On July 29, U.S. News and World Report touted annuities as a hot new investment for the coming years. The report concluded that these “misunderstood” investments were seeing record sales and overdue for high-tech innovations that will greatly increase their appeal.

Recent regulatory changes are also improving the reputation of annuities this summer. This July, the IRS released an official notice of new regulations, which would place strict limits on the ability of financial institutions, like insurers, to offer lump sum payments instead of the standard defined benefit annuity payments.

In certain types of annuity plans, retirees were being offered lump sum payouts rather than lifetime payments, which the IRS said transferred an unacceptable amount of risk to retirees. Not only that, but the normally divided California legislature unanimously voted to prevent insurance companies from levying surrender charges on death benefit annuities. Surrender charges fined annuity holders for withdrawing funds early, a practice opposed by politicians and senior citizen advocacy groups.

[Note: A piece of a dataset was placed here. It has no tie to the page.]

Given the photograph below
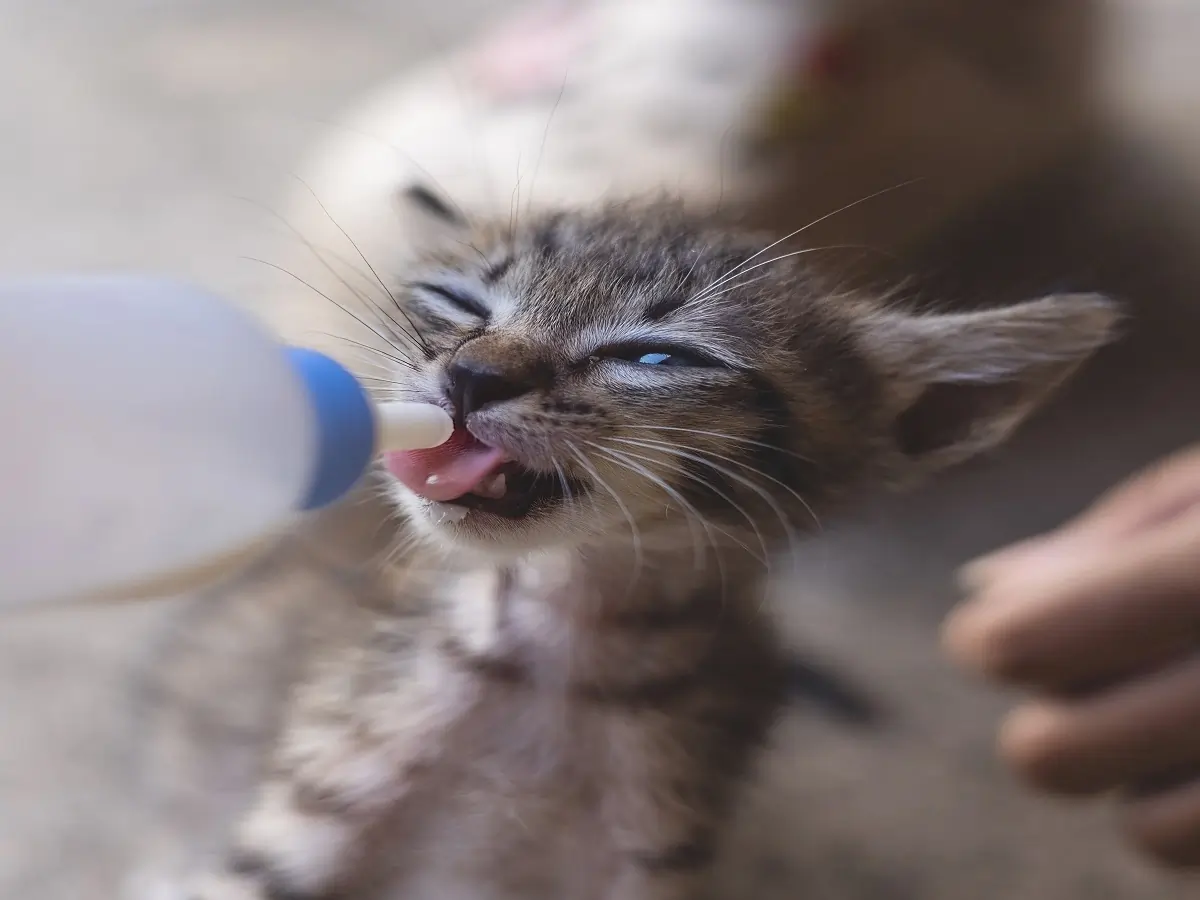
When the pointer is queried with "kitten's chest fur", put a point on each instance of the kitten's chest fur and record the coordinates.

In 2013, there were about 34 million outstanding annuity contracts, valued at a total of $2.5 trillion. This year, the recent changes by the IRS, states like California, and the expectation of technology related innovation in annuity sales have investors reconsidering their take on annuities.

“By 2020, we’re going to see people able to buy annuities direct,” said annuities expert Stan Haithcock. “Whenever you have that kind of online sales model, you get a guy like Jeff Bezos who takes an Amazon approach and says, ‘I’m going to sell annuities direct.’

“In fact, it surprises me that Bezos hasn’t done it already.”

Investors and consumers have often been wary of fixed benefit annuities, which are often far too complex for laypeople to understand. Others criticize annuities with early withdrawal surrender charges, which place strict limits on the annuity holder’s financial flexibility. Although California will prevent surrender charges starting January 1, 2016, most types of annuity contracts will remain unaffected.